Pleco's flash card functionality, like many flash card programs, allows me to control which Cues I want to see and which will be hidden (we can call the hidden ones "Answers"). I can change which elements are Cues and which ones are Answers each time I start a flash card session.
What the program does not (yet?) allow me to do is:
1. Define multiple different Cue/Answer pairings ("Tasks")
2. Put Tasks in order; that is, consistently promote words from one Task to the next
3. Group words together based on their membership in a Task (which represents how well the have been learned, and is almost certainly different from their membership in a Lesson, since some members of the Lesson are learned immediately, while others stick in one's craw for weeks).
This is the functionality I first implemented in my vocab management program. It allows you to define a Task, which includes a set of Cues and corresponding Answers...for example:
Task 0: Show Character and Pinyin, Expect Meaning
Task 1: Show Character, Expect Pinyin and Meaning
Task 2: Show Meaning, Expect Pinyin
Task 3: Show Pinyin, Expect Character
Task 4: Show Meaning, Expect Character
...as you can see, this set of Task definitions takes the learner from character recognition (an easy task) to character production (a much more difficult task), with a short stop at oral production (the Meaning > Pinyin step). I have found this to be a very natural progression and would recommend it to new learners (though I think it should be implemented in a way that each user can define and change).
Since the Tasks are ordered from easy to hard, it makes sense to promote vocabulary items from Task 0 to 1 to 2 to 3...and so on. For this reason I also call the Tasks "Bins," as at any given time each Task may "contain" a number of "cards." Note that the vocab items in any given Bin (that is, at any given stage in the learning process) may have come from different Lessons. This reflects the simple fact that we learn some items in each Lesson faster than others.

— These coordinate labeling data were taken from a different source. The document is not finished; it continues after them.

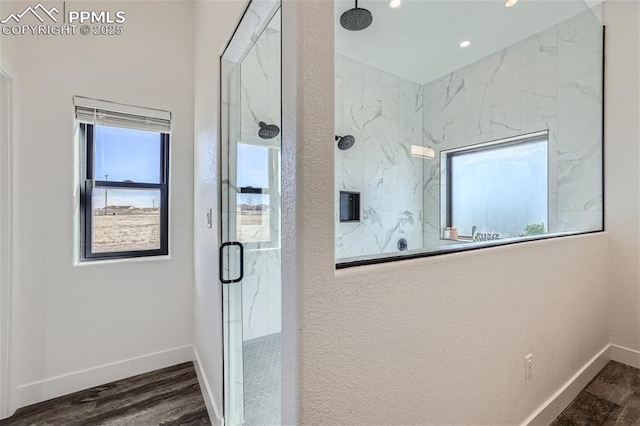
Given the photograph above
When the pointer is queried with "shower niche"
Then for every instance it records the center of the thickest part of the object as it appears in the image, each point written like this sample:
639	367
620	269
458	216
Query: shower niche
349	206
469	117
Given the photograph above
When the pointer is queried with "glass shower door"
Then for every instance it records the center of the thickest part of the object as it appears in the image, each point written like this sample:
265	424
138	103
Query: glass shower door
250	217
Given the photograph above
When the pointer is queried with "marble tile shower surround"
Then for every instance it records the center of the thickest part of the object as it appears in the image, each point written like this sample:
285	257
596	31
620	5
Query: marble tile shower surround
550	81
384	114
260	101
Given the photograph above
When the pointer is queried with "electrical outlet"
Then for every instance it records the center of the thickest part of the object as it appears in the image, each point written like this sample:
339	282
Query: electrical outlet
528	366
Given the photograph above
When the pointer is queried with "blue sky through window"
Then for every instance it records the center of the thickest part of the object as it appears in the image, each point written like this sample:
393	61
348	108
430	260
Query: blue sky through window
125	154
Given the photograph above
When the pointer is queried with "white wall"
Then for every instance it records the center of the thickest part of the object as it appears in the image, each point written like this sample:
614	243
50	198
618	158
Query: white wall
75	322
9	93
406	342
214	24
622	178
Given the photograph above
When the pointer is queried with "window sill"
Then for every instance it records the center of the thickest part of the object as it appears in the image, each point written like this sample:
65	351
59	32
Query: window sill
159	258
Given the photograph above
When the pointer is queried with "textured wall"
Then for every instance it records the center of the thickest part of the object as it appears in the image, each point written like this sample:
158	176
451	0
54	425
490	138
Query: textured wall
622	169
439	340
73	318
550	81
384	113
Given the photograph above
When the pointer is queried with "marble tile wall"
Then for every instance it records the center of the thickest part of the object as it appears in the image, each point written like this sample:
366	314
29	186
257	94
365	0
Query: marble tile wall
550	81
384	114
260	100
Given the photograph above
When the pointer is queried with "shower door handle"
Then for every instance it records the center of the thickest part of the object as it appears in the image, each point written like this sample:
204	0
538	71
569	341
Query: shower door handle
221	269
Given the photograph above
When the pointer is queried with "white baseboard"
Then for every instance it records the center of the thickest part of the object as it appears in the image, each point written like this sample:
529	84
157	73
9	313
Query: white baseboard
625	356
207	394
32	393
567	393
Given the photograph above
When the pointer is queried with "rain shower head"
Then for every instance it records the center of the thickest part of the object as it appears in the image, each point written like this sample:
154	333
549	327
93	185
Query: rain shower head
268	131
356	19
345	142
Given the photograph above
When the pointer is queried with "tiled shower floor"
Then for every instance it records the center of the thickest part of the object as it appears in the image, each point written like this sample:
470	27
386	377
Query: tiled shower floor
262	380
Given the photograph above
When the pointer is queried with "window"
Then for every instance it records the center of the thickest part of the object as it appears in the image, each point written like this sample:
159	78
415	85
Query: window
124	189
498	190
257	223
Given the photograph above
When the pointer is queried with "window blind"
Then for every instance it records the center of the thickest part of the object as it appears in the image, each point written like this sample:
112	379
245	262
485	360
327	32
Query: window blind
104	113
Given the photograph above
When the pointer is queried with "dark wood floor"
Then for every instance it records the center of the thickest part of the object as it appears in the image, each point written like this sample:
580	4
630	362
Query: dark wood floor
167	397
611	398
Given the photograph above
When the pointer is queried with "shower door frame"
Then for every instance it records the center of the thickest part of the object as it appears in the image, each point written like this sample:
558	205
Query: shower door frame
253	22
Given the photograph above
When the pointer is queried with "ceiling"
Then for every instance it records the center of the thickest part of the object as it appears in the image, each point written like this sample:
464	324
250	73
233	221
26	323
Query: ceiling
420	39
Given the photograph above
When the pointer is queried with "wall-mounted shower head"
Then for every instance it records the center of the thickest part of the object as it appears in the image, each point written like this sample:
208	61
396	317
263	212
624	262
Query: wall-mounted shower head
345	142
356	19
268	131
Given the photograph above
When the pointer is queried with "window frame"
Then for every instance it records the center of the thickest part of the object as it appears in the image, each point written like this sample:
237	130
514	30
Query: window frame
88	183
272	191
449	155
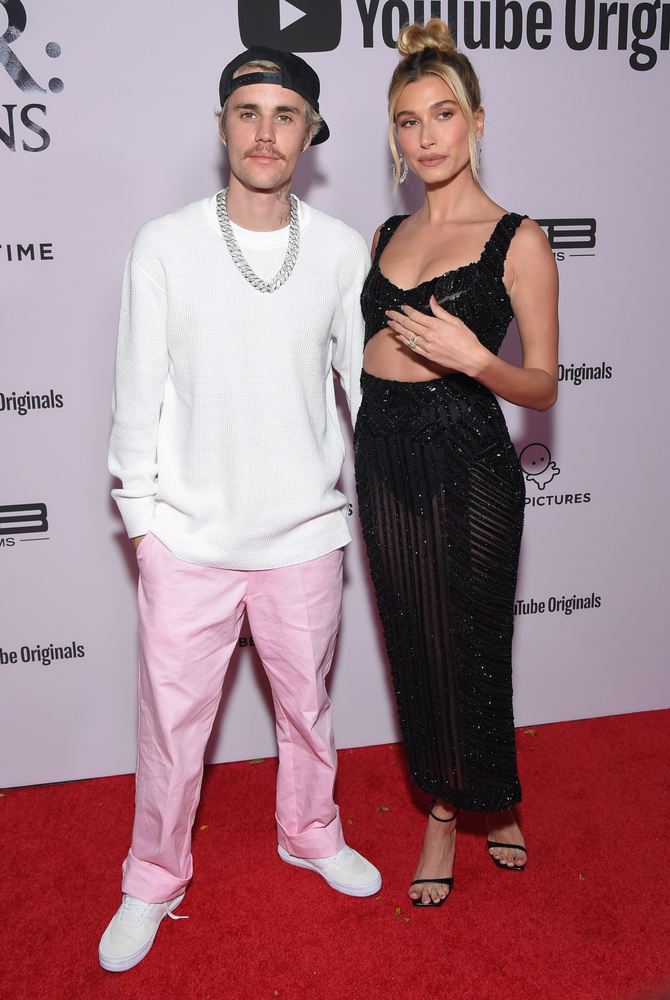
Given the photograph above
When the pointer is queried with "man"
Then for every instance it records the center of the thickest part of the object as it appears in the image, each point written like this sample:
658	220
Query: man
236	310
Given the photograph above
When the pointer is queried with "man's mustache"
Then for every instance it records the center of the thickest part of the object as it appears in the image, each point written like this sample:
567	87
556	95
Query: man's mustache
265	150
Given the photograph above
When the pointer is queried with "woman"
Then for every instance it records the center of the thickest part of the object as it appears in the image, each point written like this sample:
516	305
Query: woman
441	493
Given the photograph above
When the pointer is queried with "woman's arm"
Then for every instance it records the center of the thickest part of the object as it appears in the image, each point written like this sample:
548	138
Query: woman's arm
532	280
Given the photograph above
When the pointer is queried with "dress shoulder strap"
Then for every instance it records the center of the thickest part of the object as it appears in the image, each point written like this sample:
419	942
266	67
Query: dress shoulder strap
496	249
386	232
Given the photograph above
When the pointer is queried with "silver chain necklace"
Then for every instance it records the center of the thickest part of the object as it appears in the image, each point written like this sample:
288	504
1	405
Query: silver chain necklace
238	257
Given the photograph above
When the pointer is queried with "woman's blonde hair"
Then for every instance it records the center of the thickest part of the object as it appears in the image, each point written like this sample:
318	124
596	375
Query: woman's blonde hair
432	51
313	120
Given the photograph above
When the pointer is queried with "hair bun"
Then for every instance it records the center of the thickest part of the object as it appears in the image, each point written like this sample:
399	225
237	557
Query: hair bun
436	35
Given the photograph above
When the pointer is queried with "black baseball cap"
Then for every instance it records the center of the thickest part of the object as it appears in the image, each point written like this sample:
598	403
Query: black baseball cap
295	75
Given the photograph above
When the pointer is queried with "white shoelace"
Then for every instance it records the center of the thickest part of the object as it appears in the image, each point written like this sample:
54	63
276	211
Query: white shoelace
133	910
342	856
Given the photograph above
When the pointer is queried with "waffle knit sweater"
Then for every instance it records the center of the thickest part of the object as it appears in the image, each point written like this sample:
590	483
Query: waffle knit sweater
226	438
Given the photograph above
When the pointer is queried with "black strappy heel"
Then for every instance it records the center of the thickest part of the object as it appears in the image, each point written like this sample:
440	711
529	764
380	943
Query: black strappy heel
441	881
515	847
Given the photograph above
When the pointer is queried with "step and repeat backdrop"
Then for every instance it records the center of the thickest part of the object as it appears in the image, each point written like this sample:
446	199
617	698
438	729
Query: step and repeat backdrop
107	120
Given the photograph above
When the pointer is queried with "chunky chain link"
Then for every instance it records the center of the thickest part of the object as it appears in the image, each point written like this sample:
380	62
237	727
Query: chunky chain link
238	257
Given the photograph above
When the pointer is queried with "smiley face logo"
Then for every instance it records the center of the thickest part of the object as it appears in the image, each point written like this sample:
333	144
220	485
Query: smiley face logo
537	465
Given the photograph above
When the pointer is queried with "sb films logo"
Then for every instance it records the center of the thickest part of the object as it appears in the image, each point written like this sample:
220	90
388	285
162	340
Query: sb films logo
292	25
22	78
23	519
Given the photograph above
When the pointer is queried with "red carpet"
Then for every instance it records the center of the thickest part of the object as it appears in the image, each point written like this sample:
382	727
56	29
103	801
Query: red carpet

Although this seems like a very fundamental change (indeed, for the learner it may amount to a fundamentally different approach to flash-card learning), from a database perspective it does not involve that much data. Each item which has been added to a Vocabulary List would have a number representing its current Bin (Task); and each Task would have to be defined as including one or more Cues (which are already implemented, since the program already allows the user to choose which Cues to show for each flash card session).
Note that the Task Basket implementation saves you the trouble of tracking which items you "Got Right" and "Got Wrong." "Got Right/Wrong" doesn't map onto any real learning stage anyway, since whether you get an item right or wrong depends on what cues are available, which you can change with each flash card session. If you get it right, promote to next Bin. If you got it wrong, keep it in its current Bin. If you quiz yourself on each Bin each day, your words will slowly (some more slowly than others!!) march toward mastery.
Finally, this single change enables another very powerful and interesting capability. No matter how many Bins a user defines (I used to use ten but have cut back to six), the top bin represents words the user considers "learned." Counting the items in this bin, then, represents the user's active vocabulary! (if the Bins are defined and ordered carefully, one of the lower Bins should represent the user's passive vocabulary). This is a great motivational tool and it makes a cool graph.
I hope that you will consider this idea, which has done wonders for my character-learning and I am sure could help many other learners. How many times have you tested yourself on a Lesson, wasting 50% of your time slogging through words you knew you would get right, all to test yourself on the 50% you hadn't yet mastered? But you couldn't delete those items from the Lesson...if only you could get them out of the way by promoting them to another stage of learning, which would be represented by a different challenge/response drill (a different set of cues, i.e. a different "Bin").
If Task Bins is a lot to implement in your flash card utility (which admittedly is a sideshow to your indispensable dictionary), I hope you will consider importing from .txt files rather than .pdb for non-Palm-literate developers like me! I could export my current "Bins" to .txt in no time flat.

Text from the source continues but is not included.